The Archimate specification supports several extensions. One extension is called „Motivation“ and its purpose is to support modelling of stakeholders, their motivations and resulting requirements. Archi´s support pages give you a detailed specification of this extension.

I will just supply you with a quick overview and discuss some pros and cons under the light of my recent article about stakeholder management.
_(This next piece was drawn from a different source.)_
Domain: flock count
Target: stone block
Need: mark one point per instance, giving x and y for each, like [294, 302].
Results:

The following pic shows the major components of stakeholder modelling in Archi.

Archi Motivation

So starting from left to right:

  • Stakeholders are individuals or groups who (can) influence a project in any way (such as scope, budget, objectives, resources, etc.).
  • A stakeholder´s drivers actually initiate or promote change in an organization, e.g. the sales director´s strategic focus on new customers or a company´s strategy to rely on great service.
  • An assessment is the result of analyzing a driver (e.g. „How great is our service in reality?“)
  • A stakeholder´s drivers and assessments result in goals – measurable end states such as „Reduce customer complaints by 30% within 12 months“.
  • A goal is either realized by a requirement (which in Archimate is de facto an IT requirement) or
  • by principles such as „we write everything in Java“.
  • A very special requirement is the constraint. In Archimate it means a technical restriction or limitation.
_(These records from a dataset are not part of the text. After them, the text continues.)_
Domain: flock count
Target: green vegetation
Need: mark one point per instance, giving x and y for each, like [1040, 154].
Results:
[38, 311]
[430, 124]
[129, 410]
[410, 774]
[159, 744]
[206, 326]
These are the elements of Archimates Motivation extension. I used them in my projects to model some stakeholder motivation structures. I wanted to share some practical experiences so here are my findings:

  • Archimate´s motivation extension provides a comprehensive set of elements to exactly model a stakeholder´s motivations and resulting requirements.
  • The graphical models however loose clarity with every new element added to the view. With 3-4 stakeholders and 3-4 goals and requirements per stakeholder a model quickly is overloaded.
  • You can´t share your findings anyway because stakeholder analysis is a political topic.
    So why create a diagram instead of lists and spreadsheets? Of course if your thinking is very graphical you might object here. However I met people creating graphical stakeholder modelling and they all were working higher layers (entity, relation) and did not add details such as goals, drivers, etc. to their diagrams.

However analyzing and modelling a stakeholder in such detail as suggested in Archimate offers you a great way to guide your thoughts. Only if you manage to understand all elements leading to a stakeholder expressing a requirement will eventually lead to a good requirement.

As a requirements engineer your need to find out about drivers and follow your stakeholders in their assessments, goal making and requirements definition. You need to do this because you cannot rely on your stakeholder´s structured thinking and conclusion drawing. People expressing requirements are rare (because most people express solutions to their requirements). But even if thy present you requirements you simply can´t be sure that these requirements are the result of a structured and logical thinking process.

My advice: whenever you think your requirements are not sharp enough or clear enough or lack a consistent link to an overall strategy or to operational process -> try Archimate´s motivation extension. It will show you where your stakeholder´s thought processes lack consistency.